Sexuality and Gender

Should We Ban Conversion Therapy?

Author Alan Shlemon Published on 05/01/2015

When Joshua Alcorn turned 14, he told his Christian parents he was a girl named Leelah. Three years later, he stepped in front of oncoming freeway traffic and killed himself. Many people in the media blamed his parents. They said his family resisted Joshua’s new female gender, denied his request for a sex-change operation, and forced him into “conversion therapy.”

His suicide prompted a petition to ban attempts to change gender identity or same-sex attraction. California, New Jersey, and Washington D.C. have already passed laws against this therapy for minors. Even the President of the United States now supports a ban on conversion therapy. The problem with the current national discussion, though, is the lack of clarity and nuance on a very important topic. No one is defining terms.
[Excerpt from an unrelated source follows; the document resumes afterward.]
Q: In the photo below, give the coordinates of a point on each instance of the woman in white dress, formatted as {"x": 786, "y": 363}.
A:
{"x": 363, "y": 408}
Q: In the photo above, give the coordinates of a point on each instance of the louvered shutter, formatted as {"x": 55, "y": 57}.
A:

The terms “conversion therapy” and “reparative therapy” are used as general terms to refer to all attempts to change one’s sexual orientation. This is incorrect.
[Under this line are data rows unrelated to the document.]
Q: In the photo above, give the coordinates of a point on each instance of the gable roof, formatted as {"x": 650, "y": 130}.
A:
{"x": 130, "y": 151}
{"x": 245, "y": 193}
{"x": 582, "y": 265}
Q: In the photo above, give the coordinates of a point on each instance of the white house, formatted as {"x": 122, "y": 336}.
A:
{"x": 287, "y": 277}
Reparative therapy, in particular, is not a general term. Rather, it’s a specific type of therapy performed only by specialized clinicians. Most Marriage and Family Therapists (MFTs) are not trained in reparative therapy. In fact, very few people know how to practice it. For several years now, I’ve met many therapists who are qualified to use it and their clients who have benefited from its effectiveness. They were not harmed, but rather experienced healing and wholeness.
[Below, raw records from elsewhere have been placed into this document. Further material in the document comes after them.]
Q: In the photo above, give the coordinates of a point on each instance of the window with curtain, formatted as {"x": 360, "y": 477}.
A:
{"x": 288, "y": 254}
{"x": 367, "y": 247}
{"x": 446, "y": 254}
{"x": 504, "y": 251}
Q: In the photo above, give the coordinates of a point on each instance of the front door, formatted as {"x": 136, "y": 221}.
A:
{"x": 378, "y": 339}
Part of reparative therapy’s bad press stems from its name. It sounds like the therapist is repairing or fixing the client. The truth is almost the opposite. “Reparative” is not a reference to what the therapist is doing, but to what the homosexual is doing. Homoerotic urges are a subconscious attempt by the homosexual person to repair unmet psychological needs. In other words, the homosexual drive is a reparative drive. A reparative therapist, then, is a clinician who recognizes this condition and helps the homosexual heal his emotional or psychological wounds. Oftentimes, same-sex attraction diminishes as a result of that restoration.

The problem arises when genuine reparative therapy is lumped together with all attempts to change one’s sexual orientation—whether legitimate or illegitimate.

For example, former Christian singer Vicky Beeching recently said she tried to “‘pray the gay away’ and ended up in a hospital bed.” She asked her youth group to pray for her same-sex attraction to go away. According to her story, the prayers didn’t work and that’s what caused her so much distress that she became ill. Others with same-sex attraction have sought pastoral counseling, shock therapy, and even drugs to no avail. People mistakenly believe these methods are types of reparative therapy (when they’re not) and consequently dismiss them as ineffective and dangerous.

That’s why when you hear people mention “reparative therapy,” “conversion therapy,” or “praying the gay away,” they’re almost certainly not referring to bona fide reparative therapy. How do I know? Because when they describe the “therapy,” it sounds nothing like it.

For example, the White House website says conversion therapy “is a practice in which doctors try to convince LGBTQ+ people to change their sexual orientation or gender identity.” Real reparative therapy is never coercive. In fact, it can’t work unless the therapist and client work together towards objectives defined by the client. The children reportedly dragged to therapy by their parents must have been taken somewhere other than to a reparative therapist.

White House staffer Jay Davis, in a video condemning all methods of changing sexual orientation, said, “Imagine if you...were told everything you believe about your gender is wrong. The person you feel yourself to be—you’re incorrect about that. That’s essentially what we’re doing with conversion therapy.” Again, reparative therapists don’t demean their clients. Many times they will treat a client’s other concerns (e.g., depression) even if the client doesn’t want to diminish same-sex attraction.

Attempts to ban “conversion therapy” would end genuine reparative therapy and possibly other types of legitimate clinical work. This would prevent clinicians from continuing to help men and women with unwanted same-sex attraction.

Hopefully, this clarifies the controversy so you won’t be misled by what you read or hear. You’ll be able to discern truth from error.